Herman Cain Would Attack Iran If It ‘Messes With Israel’
Reprinted with permission of Think Progress
Republican presidential hopeful Herman Cain told reporters and editors at the hawkish Washington Times that he would attack Iran if the Islamic Republic “mess(ed) with Israel.” Cain was responding to a question as to whether he agreed with former Ambassador John Bolton that the U.S. should preemptively strike Iran’s nuclear program.
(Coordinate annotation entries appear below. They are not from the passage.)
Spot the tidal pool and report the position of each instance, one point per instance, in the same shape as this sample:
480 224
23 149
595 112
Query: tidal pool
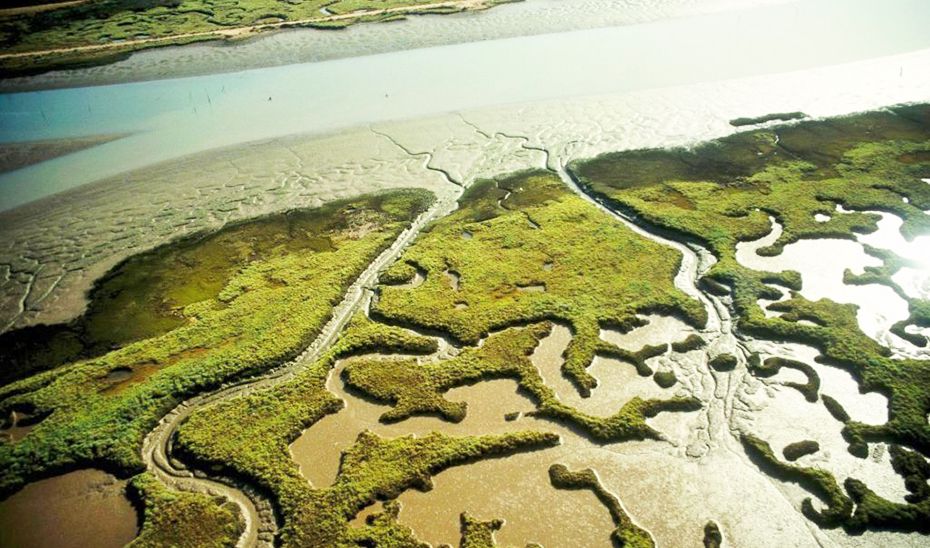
82 509
822 263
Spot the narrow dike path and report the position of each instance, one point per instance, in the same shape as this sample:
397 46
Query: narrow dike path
257 511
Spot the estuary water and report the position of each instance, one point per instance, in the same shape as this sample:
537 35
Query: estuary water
176 117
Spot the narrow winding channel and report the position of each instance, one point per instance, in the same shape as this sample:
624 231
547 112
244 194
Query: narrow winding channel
260 525
257 511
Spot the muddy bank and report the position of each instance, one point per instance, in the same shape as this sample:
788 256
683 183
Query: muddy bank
82 509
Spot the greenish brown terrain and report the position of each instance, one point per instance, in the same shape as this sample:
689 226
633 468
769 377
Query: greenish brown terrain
517 225
521 253
254 295
723 192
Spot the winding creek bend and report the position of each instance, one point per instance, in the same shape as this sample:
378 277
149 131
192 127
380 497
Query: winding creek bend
710 437
259 520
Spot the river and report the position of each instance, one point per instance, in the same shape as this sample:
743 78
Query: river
176 117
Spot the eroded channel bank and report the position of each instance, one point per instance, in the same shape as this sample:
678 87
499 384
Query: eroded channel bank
723 375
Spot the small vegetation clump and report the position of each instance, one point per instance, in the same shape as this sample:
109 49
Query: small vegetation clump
798 449
723 362
264 315
777 116
713 538
477 533
819 482
183 519
600 274
627 534
773 365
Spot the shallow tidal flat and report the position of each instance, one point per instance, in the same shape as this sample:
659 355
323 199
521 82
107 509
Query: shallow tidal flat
82 509
554 317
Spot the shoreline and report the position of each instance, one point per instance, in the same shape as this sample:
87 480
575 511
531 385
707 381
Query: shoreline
207 189
303 45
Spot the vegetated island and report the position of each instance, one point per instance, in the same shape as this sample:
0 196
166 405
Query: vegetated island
520 252
37 36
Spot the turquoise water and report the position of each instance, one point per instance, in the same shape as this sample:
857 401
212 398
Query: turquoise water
176 117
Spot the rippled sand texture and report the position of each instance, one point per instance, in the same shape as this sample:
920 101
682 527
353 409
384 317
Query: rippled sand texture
83 509
52 250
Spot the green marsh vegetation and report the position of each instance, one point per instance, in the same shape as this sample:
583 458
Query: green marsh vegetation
418 389
182 519
268 311
723 192
528 230
249 436
147 294
627 534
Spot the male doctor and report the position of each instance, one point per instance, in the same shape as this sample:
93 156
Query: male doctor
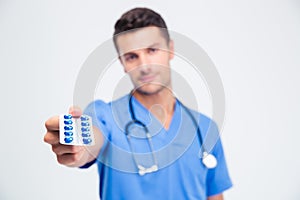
145 49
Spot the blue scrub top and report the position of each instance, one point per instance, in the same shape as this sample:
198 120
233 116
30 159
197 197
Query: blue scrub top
181 173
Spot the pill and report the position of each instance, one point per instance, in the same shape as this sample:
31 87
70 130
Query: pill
68 133
68 122
87 134
67 116
85 124
68 128
84 118
84 129
86 140
68 139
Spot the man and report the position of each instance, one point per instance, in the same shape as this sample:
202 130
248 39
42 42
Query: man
145 50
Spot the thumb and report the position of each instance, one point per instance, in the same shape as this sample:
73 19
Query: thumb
75 111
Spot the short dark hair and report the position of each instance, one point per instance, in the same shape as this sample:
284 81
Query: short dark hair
140 18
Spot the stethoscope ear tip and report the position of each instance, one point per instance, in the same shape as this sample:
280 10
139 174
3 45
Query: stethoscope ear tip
209 160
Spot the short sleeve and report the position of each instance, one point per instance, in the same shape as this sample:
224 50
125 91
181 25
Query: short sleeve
218 179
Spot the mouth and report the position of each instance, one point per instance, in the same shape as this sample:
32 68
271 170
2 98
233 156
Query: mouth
147 78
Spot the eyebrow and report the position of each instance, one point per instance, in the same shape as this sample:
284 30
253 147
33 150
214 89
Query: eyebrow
154 45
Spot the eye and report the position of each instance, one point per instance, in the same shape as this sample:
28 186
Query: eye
152 50
130 57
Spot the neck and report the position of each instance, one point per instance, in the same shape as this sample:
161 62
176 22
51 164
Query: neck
160 104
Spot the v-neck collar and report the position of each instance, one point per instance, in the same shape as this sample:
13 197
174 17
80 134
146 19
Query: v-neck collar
145 116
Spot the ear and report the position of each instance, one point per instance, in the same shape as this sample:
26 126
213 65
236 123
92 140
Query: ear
171 49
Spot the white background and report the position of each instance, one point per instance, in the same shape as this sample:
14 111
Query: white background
255 46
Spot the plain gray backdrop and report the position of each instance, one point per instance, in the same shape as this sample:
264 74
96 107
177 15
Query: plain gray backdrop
255 46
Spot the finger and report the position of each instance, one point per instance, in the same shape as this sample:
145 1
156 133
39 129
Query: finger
60 149
52 124
52 137
75 111
69 159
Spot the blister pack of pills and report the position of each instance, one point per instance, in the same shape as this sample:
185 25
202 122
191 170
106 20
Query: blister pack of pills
76 131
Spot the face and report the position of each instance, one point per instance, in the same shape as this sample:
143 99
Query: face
145 56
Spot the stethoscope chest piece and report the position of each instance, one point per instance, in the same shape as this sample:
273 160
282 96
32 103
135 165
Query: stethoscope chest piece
209 160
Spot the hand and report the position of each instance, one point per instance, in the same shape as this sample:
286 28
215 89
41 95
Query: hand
69 155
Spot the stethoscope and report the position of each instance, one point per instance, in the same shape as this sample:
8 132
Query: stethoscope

Cain said he agreed with Bolton, but the scenario he laid out amounts to a retaliatory war, not a preemptive one.
The Washington Times’s Ben Birnbaum described Cain’s position:
- “There would be some other pieces of information I would need before I gave that order, but I’m saying that would be Option B,” Mr. Cain said during an interview with editors and reporters at The Washington Times.
“Option A is, ‘Folks, we are not going to allow you to attack Israel‘ … If they call my bluff, they already know — they will know — what Option B is.”
Mr. Cain said that, as commander-in-chief, he would “make it crystal clear [that] if you mess with Israel, you’re messing with the United States of America,” but stressed that his “Cain Doctrine” would not be a “blank check” for Israeli military action.
Cain went onto say that if Iran attacked Israel, he would not “sit back and get a vote from the United Nations.” That sounds like deterrence — sometimes called “mutually assured destruction” — not the preemptive strike for which Bolton has spent years agitating.
According to the Washington Times story, the former Godfather’s Pizza CEO-turned-candidate also met on Monday with Israel’s ambassador to the U.S., Michael Oren.
Early on in the campaign season, Cain proved completely clueless about the “right of return” in the Israeli-Palestinian conflict and told voters during a GOP debate that he didn’t know enough yet about Afghanistan to make a strategic decision. More recently, Cain wrongly thought that the U.S. still officially recognized Taiwan.
It’s no wonder, then, that even some on the far-right have taken to calling Cain a “Foreign Policy Ignoramus At Large.”